The surge ultimately had little or nothing to do with GameStop's strength as a business. As investors following the Reddit group bought a ton of GameStop options, short-sellers were forced to buy shares to cover their losing bids — thus boosting the share price even further. This is what's known as a short squeeze.
Millions of people, including Elon Musk, chimed in.
It quickly became "a populist uprising armed with no-fee brokerage accounts instead of pitchforks," as CNN's Christine Romans put it. And the only ones crying foul were the "sophisticated" Wall Street players.
"The irony is delicious," Romans writes. "An online flash mob beats Wall Street insiders at their own game."
On Tuesday, GameStop was the most traded stock on the planet. Then Robinhood crashed the party.
Thursday morning, citing extreme volatility, the free trading app favored by millions of amateur investors suspended trading of the red-hot Reddit darlings. That left the WSB crowd with just two options: hold or sell. Meanwhile institutional investors, who don't need Robinhood to execute trades, were able to carry on.
GameStop shares lost more than 44% of their value on Thursday after surging nearly 40% at one point earlier in the day.

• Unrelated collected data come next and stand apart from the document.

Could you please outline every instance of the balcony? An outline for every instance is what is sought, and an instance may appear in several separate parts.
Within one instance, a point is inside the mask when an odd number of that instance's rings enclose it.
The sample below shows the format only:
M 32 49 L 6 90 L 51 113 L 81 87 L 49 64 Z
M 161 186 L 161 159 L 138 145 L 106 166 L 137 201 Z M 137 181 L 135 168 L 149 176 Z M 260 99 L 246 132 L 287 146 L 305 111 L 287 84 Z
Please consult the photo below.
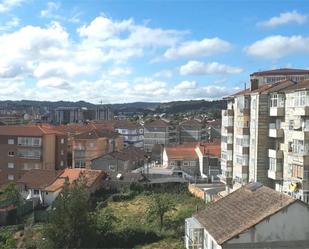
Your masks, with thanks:
M 292 139 L 296 139 L 296 140 L 309 140 L 309 131 L 308 130 L 293 131 Z
M 239 135 L 249 135 L 250 134 L 250 128 L 248 128 L 248 127 L 237 128 L 237 133 Z
M 290 152 L 288 156 L 288 162 L 290 164 L 309 165 L 309 155 Z
M 267 176 L 268 176 L 268 178 L 273 179 L 273 180 L 282 180 L 283 172 L 282 172 L 282 170 L 281 171 L 278 171 L 278 170 L 273 171 L 273 170 L 269 169 L 267 171 Z
M 223 116 L 234 116 L 234 110 L 231 110 L 231 109 L 222 110 L 222 117 Z
M 226 185 L 232 185 L 233 183 L 233 177 L 231 172 L 222 172 L 221 175 L 218 175 L 220 182 L 226 184 Z
M 309 116 L 309 106 L 295 107 L 294 108 L 294 115 L 297 115 L 297 116 Z
M 225 171 L 231 171 L 233 168 L 233 161 L 232 160 L 225 160 L 221 158 L 221 169 Z
M 276 127 L 276 124 L 269 124 L 269 137 L 282 138 L 284 135 L 283 129 Z
M 268 150 L 268 157 L 282 159 L 283 158 L 283 151 L 282 150 L 269 149 Z
M 284 107 L 270 107 L 269 116 L 271 117 L 281 117 L 284 116 Z
M 221 149 L 222 150 L 233 150 L 233 143 L 221 142 Z

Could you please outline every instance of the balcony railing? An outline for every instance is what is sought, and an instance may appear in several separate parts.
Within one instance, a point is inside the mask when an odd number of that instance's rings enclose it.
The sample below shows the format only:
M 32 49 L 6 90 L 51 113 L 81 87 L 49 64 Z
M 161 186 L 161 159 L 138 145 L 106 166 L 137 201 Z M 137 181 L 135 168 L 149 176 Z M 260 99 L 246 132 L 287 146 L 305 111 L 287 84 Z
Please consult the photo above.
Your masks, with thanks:
M 281 138 L 283 137 L 284 133 L 283 133 L 283 129 L 276 126 L 276 124 L 271 123 L 269 124 L 269 133 L 268 133 L 269 137 L 274 137 L 274 138 Z
M 272 117 L 284 116 L 284 107 L 270 107 L 269 116 Z
M 281 158 L 283 158 L 283 151 L 282 150 L 269 149 L 268 150 L 268 157 L 281 159 Z

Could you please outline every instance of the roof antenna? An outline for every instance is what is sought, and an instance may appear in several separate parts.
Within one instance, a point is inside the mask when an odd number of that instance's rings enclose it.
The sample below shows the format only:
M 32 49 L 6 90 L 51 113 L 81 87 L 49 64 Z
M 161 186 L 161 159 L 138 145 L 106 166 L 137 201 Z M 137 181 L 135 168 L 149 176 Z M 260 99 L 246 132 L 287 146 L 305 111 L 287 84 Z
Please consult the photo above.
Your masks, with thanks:
M 245 85 L 245 90 L 246 90 L 246 89 L 247 89 L 247 82 L 245 82 L 245 84 L 244 84 L 244 85 Z

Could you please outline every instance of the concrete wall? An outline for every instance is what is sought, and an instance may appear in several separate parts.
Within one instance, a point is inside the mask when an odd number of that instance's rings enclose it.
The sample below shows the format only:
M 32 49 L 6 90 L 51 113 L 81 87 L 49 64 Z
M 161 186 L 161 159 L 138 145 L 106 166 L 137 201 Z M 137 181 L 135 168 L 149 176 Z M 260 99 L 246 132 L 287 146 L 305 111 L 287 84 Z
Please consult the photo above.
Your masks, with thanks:
M 284 244 L 297 240 L 308 240 L 309 243 L 309 207 L 300 202 L 291 204 L 227 244 L 274 241 Z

The backlash was swift. Those who'd been minting money on their GameStop stock positions were, to put it mildly, furious. The consensus on social media seemed to be that Robinhood, which built its brand on "democratizing" investing, appeared to be caving to pressure from powerful institutions on Wall Street.
Congresswoman Alexandria Ocasio-Cortez called the decision "unacceptable." One Reddit user swiftly filed a class-action lawsuit, claiming Robinhood rigged the market against its customers.
Robinhood relented Thursday night, saying it would resume "limited" buys on the stocks the next day. It also tapped $1 billion in cash from its private investors, signaling it was short on cash.
On Friday morning, the GameStop euphoria was back. The stock opened up roughly 100%.
There's an argument to be made that GameStop was undervalued, but hardly anyone believes that GameStop, BlackBerry, Macy's, AMC or any of the other companies that the Reddit crowd is promoting have the fundamentals to support such sky-high prices. At some point, reality will set in.
But that's the problem with bubbles — get out too early, and you lose at a chance to cash out on top. So GameStop keeps surging ... until it doesn't.
"Someone is going to get hurt," said Fisher, the former Dallas Fed president. "As happens with crowd behavior, you end up having people come in at the end at a very high price and getting burned."
The Securities and Exchange Commission, the agency that regulates Wall Street, said it will "closely review" actions by trading platforms to restrict transactions.